NSMT is tailor-made for musicals with its theatre-in-the-round, signature creative set designs and talented casts. With Rent, the Pulitzer Prize and Tony Award-winning musical set in New York City’s East Village from 1989 to 1990, it managed to pay homage to a classic that defined an era while also spotlighting its relevance to today.

Pulitzer Prize-winning playwright Hall spun his magic, culminating in a monologue set against a rapid montage of people, movements and events from 1968 to 2024. The effect was as spellbinding as the magical 90 minutes we just spent in the presence of greatness, from the acting, writing, and direction to witnessing the final hours in the life of a man whose legacy is deservedly legendary.

300 Paintings (A.R.T.)

In 2021, Aussie comedian Sam Kissajukian quit stand-up, rented an abandoned cake factory, and became a painter. Over the course of what turned out to be a six-month manic episode, he created three hundred large-scale paintings, documenting his mental state through the process. His Drama Desk Award-nominated solo performance brought the audience on an original and poignant ride exposing his most intimate moments. The opportunity to graze among the real art was after show icing on a delicious cake.

    Runners Up:

    1.  Is This A Room (Apollinaire Theater Company)

    A stunning production based on the F.B.I. interrogation of whistleblower Reality Winner.

    2. The 4th Witch (Manual Cinema)

    Hands down, the most wildly exciting and inventive production of the year. Manual Cinema pulled out all the stops, with shadow puppetry, live music, and actors in silhouette who redefined and reimagined theater. Inspired by Shakespeare’s Macbeth, a girl escapes the ravages of war and flees into the dark forest where she is rescued by a witch who adopts her as an apprentice. As she becomes more skilled in witchcraft, her grief and rage draw her into a nightmarish quest for vengeance against the warlord who killed her parents: Macbeth. Timely, relevant, and edge-of-your-seat engaging.

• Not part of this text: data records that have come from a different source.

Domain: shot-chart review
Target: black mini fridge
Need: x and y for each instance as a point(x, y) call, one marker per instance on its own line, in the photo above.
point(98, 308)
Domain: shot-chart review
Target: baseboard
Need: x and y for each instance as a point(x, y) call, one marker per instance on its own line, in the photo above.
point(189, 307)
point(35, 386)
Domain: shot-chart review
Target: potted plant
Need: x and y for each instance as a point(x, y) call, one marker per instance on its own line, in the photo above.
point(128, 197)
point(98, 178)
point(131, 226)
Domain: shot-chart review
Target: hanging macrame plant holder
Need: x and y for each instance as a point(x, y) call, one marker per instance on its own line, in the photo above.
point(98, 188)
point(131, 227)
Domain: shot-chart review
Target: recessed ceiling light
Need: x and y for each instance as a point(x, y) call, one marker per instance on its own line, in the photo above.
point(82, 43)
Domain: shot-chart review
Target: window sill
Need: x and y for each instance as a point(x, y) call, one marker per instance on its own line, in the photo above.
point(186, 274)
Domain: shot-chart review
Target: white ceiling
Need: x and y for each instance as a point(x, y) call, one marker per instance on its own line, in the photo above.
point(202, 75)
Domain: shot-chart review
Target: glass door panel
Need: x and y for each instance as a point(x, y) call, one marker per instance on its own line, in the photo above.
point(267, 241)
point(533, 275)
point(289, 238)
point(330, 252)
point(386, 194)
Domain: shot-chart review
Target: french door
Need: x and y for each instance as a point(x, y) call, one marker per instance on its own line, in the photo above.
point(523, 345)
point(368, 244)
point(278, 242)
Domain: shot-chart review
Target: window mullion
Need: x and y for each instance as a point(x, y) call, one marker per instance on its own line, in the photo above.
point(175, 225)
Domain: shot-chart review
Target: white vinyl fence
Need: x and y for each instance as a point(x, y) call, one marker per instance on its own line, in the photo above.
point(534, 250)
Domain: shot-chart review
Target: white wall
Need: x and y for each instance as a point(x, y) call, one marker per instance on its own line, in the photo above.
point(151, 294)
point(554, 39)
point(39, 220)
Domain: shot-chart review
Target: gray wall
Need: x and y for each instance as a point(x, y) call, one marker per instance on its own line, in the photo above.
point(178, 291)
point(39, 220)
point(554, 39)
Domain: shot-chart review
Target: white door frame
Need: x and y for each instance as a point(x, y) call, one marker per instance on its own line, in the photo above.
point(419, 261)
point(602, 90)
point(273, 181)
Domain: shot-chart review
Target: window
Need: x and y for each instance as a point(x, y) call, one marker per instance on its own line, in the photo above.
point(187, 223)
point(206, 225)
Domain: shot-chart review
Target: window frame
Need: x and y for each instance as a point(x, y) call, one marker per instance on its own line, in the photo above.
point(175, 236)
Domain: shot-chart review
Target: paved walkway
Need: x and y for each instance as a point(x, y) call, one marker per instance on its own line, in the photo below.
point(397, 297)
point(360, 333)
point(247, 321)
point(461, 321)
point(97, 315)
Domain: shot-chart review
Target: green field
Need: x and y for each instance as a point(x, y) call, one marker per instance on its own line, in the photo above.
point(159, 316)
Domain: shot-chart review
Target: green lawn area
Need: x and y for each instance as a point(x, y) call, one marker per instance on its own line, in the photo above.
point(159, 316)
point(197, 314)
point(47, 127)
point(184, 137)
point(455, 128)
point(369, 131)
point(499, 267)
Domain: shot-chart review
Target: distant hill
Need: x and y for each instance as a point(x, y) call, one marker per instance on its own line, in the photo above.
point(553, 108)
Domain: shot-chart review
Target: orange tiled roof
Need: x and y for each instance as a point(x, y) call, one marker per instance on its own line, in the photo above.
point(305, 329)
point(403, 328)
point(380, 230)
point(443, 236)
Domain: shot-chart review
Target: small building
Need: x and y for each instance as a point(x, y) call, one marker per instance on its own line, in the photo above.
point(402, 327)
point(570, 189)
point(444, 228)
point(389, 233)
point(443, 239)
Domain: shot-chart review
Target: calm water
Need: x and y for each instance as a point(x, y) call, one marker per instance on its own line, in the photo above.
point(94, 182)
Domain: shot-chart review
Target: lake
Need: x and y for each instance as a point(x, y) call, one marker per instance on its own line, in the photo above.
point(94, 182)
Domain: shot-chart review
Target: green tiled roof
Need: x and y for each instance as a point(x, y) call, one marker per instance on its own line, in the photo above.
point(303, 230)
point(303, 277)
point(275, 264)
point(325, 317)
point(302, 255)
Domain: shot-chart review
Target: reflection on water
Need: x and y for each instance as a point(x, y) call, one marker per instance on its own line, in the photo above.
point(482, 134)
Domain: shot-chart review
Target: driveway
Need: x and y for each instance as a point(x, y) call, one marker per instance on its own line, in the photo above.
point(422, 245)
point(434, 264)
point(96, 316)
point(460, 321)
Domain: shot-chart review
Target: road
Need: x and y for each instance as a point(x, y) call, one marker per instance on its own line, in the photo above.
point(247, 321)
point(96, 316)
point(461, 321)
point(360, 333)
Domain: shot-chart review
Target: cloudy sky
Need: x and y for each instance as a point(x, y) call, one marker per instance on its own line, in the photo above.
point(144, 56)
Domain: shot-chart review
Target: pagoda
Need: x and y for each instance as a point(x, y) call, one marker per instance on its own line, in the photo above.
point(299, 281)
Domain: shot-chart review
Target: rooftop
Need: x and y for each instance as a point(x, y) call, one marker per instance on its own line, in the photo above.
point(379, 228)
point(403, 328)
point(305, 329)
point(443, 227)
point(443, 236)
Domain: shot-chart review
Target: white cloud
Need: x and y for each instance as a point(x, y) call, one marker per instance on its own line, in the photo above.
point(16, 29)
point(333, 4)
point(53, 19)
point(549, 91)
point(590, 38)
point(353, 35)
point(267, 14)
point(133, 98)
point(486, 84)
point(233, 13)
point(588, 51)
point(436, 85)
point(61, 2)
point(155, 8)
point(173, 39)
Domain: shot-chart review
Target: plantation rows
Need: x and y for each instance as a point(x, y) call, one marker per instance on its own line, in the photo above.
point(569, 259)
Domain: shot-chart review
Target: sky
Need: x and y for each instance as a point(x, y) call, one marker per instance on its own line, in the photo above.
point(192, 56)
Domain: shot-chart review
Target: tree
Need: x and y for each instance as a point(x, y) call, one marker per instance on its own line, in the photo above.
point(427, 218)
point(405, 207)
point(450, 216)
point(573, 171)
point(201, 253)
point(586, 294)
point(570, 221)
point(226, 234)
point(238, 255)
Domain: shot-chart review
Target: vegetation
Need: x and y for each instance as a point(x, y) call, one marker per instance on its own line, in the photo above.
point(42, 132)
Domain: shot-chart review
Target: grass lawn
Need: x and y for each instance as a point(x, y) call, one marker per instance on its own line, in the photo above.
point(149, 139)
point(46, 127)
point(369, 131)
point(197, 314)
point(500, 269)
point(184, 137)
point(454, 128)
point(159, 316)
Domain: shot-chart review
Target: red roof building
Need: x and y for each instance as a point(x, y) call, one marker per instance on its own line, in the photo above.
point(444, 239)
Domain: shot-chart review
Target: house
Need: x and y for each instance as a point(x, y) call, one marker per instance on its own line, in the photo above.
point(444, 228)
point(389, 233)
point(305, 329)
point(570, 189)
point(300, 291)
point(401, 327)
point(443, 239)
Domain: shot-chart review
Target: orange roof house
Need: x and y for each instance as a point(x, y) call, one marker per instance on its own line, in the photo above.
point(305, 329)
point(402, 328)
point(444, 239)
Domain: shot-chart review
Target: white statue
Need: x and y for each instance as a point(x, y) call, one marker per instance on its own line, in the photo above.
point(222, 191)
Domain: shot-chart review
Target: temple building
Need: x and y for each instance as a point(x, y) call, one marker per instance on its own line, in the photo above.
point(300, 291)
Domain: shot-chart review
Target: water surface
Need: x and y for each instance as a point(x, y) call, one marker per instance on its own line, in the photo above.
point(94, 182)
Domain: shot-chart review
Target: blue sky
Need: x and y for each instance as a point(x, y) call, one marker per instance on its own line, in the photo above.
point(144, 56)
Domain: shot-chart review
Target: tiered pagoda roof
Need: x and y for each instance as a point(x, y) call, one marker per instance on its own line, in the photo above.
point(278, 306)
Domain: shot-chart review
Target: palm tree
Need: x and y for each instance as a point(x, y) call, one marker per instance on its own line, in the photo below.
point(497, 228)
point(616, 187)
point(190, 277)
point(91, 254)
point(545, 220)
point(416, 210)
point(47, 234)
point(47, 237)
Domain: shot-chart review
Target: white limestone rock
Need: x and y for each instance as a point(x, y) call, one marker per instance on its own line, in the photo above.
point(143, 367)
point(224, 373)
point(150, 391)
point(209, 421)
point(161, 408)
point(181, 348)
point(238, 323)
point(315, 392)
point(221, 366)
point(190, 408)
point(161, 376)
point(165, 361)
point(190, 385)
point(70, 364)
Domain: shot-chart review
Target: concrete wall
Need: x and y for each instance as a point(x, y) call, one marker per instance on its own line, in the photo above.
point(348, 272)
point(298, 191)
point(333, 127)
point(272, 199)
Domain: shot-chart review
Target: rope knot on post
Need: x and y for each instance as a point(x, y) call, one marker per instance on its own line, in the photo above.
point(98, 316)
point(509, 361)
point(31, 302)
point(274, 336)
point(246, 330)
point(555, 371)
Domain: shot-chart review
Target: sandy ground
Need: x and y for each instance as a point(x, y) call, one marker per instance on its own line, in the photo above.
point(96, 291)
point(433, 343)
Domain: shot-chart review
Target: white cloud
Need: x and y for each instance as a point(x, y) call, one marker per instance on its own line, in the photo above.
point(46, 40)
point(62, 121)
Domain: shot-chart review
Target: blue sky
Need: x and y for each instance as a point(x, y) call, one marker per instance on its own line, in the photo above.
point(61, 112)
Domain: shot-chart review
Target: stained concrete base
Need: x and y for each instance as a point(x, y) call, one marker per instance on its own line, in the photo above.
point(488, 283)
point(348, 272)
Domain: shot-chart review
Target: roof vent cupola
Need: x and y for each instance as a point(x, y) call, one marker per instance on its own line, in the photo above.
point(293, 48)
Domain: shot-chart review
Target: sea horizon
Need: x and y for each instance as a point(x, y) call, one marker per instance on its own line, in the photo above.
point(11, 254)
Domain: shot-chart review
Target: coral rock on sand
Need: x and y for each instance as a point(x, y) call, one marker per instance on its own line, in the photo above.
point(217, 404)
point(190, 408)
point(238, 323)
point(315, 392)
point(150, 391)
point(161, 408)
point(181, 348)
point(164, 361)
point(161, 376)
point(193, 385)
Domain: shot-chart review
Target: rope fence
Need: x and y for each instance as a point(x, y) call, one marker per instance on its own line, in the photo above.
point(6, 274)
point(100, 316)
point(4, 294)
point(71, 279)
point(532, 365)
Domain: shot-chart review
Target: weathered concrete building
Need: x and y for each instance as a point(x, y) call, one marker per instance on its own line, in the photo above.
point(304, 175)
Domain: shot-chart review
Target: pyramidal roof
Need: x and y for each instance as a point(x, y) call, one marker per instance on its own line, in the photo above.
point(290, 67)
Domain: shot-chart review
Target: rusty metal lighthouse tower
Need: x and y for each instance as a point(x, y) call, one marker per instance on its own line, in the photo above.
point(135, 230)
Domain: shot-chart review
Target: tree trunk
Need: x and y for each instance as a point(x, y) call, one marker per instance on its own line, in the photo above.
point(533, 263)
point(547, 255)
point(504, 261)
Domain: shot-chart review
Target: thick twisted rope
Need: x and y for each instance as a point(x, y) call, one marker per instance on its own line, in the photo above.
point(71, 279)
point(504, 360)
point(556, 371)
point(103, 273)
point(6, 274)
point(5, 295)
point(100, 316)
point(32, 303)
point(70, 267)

    3. Sweeney Claus (Gold Dust Orphans)

    Ryan Landry’s brilliant, irreverent, laugh-out-loud mash-up of Sweeney Todd and reindeer-randy Santa Claus brought camp to a new level. Terrific talent, costumes and choreography.

    4. My Dinner with André (Harbor Stage Company)

    A corner booth, fancy fare and tasty conversation — who doesn’t remember the cult frenzy caused by Louis Malle’s 1981 110-minute film that enchanted audiences, defied pigeon-holing and raised the bar on the “art” referred to as conversation? For those who found the film charmingly quirky, the splendid production at BCA Plaza Black Box Theatre was right up your alley.

    5. The Piano Lesson (Actors’ Shakespeare Project)

    Only stiff competition and the shadow of the high bar set by Seven Guitars in 2023 prevented ASP’s excellent production of Wilson’s Pulitzer Prize-winning drama from being among this year’s top ten.